General Dwight D Eisenhower
Farewell address 1961
Congress just passed a near trillion dollar military budget at a time when the United States faces no evident state threats at home or abroad. Ike was right.
Illustrating Ike’s prescient warning, Brown University’s respected Watson Institute just released a major study which found that the so-called ‘wars on terror’ in Iraq, Afghanistan, Syria and Pakistan have cost US taxpayers $6.4 trillion since they began in 2001.
The extensive study found that over 800,000 people have died as a result of these military operations, a third of them civilians. An additional 21 million civilians have been displaced by US military operations. According to the Pentagon, these US wars have so far cost each American taxpayer $7,623 – and that’s a very conservative estimate.
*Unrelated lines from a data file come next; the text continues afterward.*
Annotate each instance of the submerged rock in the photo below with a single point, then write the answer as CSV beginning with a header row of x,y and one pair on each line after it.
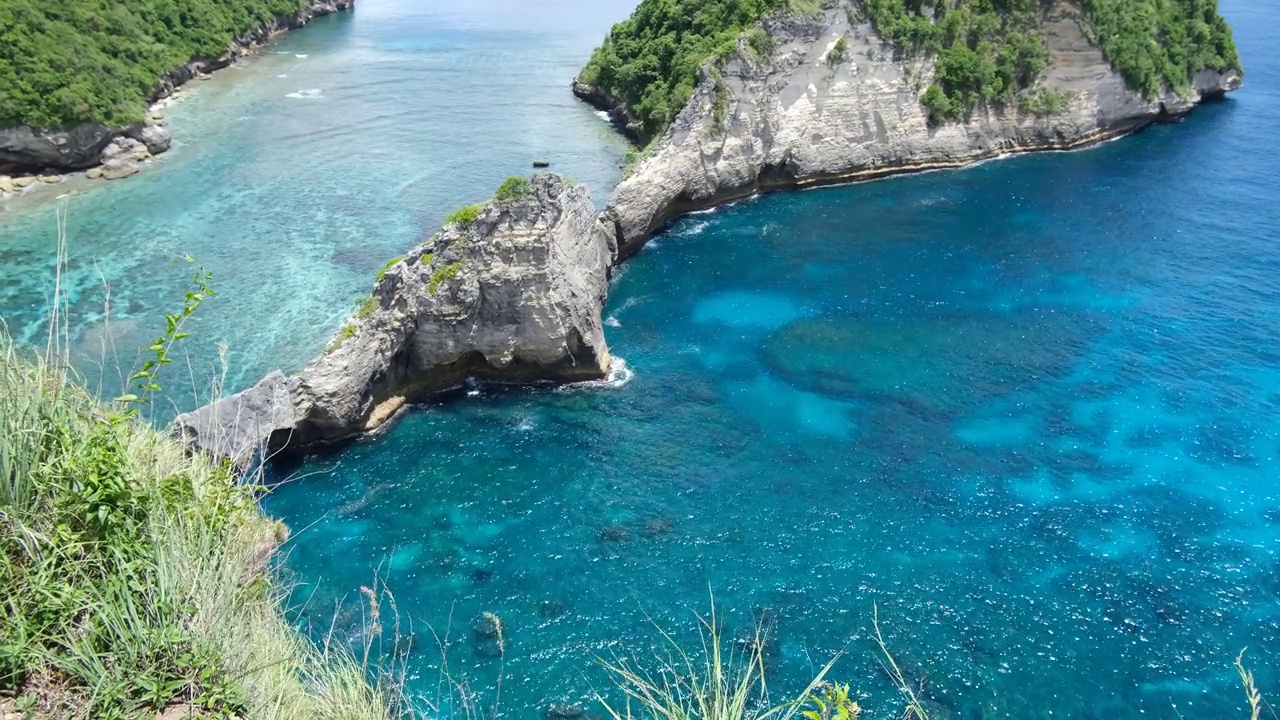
x,y
512,295
24,147
933,364
118,168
Nobody knows just how much of China’s economic miracle was bought with a credit card. We may soon find out. From Brett Redmayne-Titley at watchingromeburn.uk:
In emulating the American economic raison d’etre,China has attempted to develop its unique capitalist model while ignoring that it too will soon suffer the same fate for the same reason: Unsustainable debt. When examining the recent realities of Chinese banking and finance over the past year it seems the steam that president Xi Jinping touts as powering the engine of his purported economic miracle of a master-planned economy is only a mirage, now almost completely evaporated before his eyes.
Like the many other similarly foolish western nations, China seeks only one path out of this fiscal death spiral, one that will likely spell doom and/or revolution in many countries soon: More debt.